We all operate with a certain template of an addict - someone whose house is filled with needles or bongs, someone who has few pennies to live with and chooses to spend even those on substance, someone who has no loved ones around.
Such an imagery helps us because it suggests how much distance there is between us and these people. Such examples are extremely flattering because many a times they let us off the hook, curtail our identification and make us sympathize with those who reflect the essence of this image.
But in reality, we all are addicts. It may not be cocaine or heroin or marijuana that we find ourselves drawn to but it might be something else, something not promoted by popular culture as an addictive substance. And so we must redefine addiction as the manic reliance on something, anything, in order to keep our dark or unsettling thoughts at bay.
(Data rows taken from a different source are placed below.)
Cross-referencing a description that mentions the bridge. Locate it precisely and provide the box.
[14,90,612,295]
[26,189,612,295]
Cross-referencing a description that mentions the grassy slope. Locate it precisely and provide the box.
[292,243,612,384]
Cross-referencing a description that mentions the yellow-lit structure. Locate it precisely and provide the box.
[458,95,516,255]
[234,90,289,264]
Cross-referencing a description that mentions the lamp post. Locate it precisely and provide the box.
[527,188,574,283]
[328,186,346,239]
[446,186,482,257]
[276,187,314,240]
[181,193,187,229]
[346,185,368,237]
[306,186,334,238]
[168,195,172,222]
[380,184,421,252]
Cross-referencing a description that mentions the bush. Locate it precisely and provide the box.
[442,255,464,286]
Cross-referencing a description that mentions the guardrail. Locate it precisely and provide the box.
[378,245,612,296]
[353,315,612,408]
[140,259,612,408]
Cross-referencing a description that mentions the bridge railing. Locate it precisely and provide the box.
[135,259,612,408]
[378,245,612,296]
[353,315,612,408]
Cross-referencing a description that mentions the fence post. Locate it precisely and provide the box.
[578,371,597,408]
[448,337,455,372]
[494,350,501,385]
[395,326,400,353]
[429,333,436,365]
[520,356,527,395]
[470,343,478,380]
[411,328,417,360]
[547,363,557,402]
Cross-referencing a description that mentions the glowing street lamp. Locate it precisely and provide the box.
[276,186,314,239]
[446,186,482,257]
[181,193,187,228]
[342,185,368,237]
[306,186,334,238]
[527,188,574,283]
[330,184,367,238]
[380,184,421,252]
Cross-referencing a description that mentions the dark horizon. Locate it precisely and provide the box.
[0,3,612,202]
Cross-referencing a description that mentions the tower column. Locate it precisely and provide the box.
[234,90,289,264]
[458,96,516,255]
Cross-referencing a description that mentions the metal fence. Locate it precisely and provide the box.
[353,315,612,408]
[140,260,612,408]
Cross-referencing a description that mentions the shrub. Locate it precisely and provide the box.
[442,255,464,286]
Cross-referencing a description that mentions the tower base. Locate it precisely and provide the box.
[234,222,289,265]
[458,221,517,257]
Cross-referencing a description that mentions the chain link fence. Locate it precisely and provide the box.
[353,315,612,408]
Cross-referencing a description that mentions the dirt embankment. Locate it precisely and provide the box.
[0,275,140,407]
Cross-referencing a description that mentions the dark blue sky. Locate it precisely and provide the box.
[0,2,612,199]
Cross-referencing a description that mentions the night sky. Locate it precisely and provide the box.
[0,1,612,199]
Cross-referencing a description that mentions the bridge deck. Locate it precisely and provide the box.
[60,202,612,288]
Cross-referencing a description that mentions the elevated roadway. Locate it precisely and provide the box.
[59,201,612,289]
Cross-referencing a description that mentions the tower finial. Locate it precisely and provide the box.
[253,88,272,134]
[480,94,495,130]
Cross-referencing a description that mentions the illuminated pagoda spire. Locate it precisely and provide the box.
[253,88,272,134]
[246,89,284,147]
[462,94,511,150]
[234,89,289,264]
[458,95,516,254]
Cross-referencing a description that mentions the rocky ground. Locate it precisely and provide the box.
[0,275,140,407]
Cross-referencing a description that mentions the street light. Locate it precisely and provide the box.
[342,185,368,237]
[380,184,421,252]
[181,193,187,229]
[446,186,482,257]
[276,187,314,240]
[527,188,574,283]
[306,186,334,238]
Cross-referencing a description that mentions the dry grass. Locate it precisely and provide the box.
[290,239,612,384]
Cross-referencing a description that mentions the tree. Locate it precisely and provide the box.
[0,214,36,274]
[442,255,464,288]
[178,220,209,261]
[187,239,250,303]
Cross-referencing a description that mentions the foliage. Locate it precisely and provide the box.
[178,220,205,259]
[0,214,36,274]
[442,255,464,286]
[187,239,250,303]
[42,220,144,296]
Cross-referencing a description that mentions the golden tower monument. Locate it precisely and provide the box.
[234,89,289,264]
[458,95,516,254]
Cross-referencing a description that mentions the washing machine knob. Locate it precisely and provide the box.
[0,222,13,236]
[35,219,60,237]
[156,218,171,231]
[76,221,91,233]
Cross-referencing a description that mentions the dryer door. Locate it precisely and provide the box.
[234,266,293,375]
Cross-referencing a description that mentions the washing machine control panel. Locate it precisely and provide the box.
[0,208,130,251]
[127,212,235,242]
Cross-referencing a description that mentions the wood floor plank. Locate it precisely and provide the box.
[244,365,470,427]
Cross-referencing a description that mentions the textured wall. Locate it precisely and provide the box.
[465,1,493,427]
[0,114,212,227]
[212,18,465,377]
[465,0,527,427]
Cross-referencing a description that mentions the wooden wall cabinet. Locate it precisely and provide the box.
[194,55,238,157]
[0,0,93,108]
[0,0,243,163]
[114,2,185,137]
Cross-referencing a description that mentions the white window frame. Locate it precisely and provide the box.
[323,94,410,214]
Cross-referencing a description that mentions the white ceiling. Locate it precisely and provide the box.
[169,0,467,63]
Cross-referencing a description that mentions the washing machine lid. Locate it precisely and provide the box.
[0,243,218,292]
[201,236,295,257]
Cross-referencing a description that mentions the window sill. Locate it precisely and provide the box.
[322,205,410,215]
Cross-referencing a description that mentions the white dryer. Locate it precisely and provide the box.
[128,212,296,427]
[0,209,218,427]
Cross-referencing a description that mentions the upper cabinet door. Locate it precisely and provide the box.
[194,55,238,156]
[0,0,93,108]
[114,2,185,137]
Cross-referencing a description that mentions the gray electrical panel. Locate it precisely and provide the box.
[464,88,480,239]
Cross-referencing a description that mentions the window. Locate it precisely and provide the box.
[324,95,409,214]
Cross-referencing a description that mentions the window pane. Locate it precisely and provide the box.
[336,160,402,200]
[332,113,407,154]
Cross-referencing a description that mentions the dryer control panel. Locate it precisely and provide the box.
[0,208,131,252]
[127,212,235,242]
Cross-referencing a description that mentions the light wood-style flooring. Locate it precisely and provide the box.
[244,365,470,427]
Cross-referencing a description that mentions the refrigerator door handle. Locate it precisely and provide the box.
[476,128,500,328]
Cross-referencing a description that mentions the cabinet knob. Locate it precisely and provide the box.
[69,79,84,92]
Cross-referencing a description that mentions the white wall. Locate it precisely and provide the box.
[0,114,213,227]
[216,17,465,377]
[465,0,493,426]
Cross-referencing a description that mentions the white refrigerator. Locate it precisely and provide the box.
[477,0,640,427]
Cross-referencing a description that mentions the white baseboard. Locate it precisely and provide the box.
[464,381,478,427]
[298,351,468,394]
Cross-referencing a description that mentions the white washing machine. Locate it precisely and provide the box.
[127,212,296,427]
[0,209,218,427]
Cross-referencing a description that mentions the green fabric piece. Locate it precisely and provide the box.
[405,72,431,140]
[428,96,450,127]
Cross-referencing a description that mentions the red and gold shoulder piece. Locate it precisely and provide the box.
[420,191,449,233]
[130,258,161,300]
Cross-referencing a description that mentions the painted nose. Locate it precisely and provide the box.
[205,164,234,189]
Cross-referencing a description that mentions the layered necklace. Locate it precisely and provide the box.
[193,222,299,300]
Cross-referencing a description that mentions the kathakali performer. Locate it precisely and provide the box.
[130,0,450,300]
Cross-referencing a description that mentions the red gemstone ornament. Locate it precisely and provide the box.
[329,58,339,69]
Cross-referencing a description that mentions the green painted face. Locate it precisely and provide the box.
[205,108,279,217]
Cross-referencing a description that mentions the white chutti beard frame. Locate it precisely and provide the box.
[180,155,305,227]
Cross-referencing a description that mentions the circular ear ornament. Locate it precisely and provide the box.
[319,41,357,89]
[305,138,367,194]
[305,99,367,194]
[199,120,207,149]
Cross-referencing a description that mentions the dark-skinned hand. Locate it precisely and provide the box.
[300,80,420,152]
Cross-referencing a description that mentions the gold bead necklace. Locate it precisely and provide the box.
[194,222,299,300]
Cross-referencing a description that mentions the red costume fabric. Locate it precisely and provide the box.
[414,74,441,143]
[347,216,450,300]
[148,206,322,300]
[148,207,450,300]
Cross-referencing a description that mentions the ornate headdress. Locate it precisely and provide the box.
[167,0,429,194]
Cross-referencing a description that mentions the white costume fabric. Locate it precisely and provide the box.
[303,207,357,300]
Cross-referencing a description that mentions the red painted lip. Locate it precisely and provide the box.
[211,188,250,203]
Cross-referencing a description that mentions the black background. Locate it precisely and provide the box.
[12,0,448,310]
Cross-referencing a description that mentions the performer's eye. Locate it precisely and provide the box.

We may not injecting needles into our blood but we might be checking our phones every 5 minutes or stuffing ourselves with tub loads of ice cream or listening to music all day long or drowning ourselves in our work. Either way we are exhausting our body to a level where it does not have the energy to process what the mind has to say.
To think of ourselves with this new perspective, all we need to do is to go back to the memory of a time when we just sat with our thoughts, without any judgement or urge to go back into the past or into the future; memory of a time when we just let ourselves be.
Once the realization hits, we might want to wean ourselves off all sorts of addiction. But the real goal must not be that but to find the least harmful and most beneficial kinds of addiction.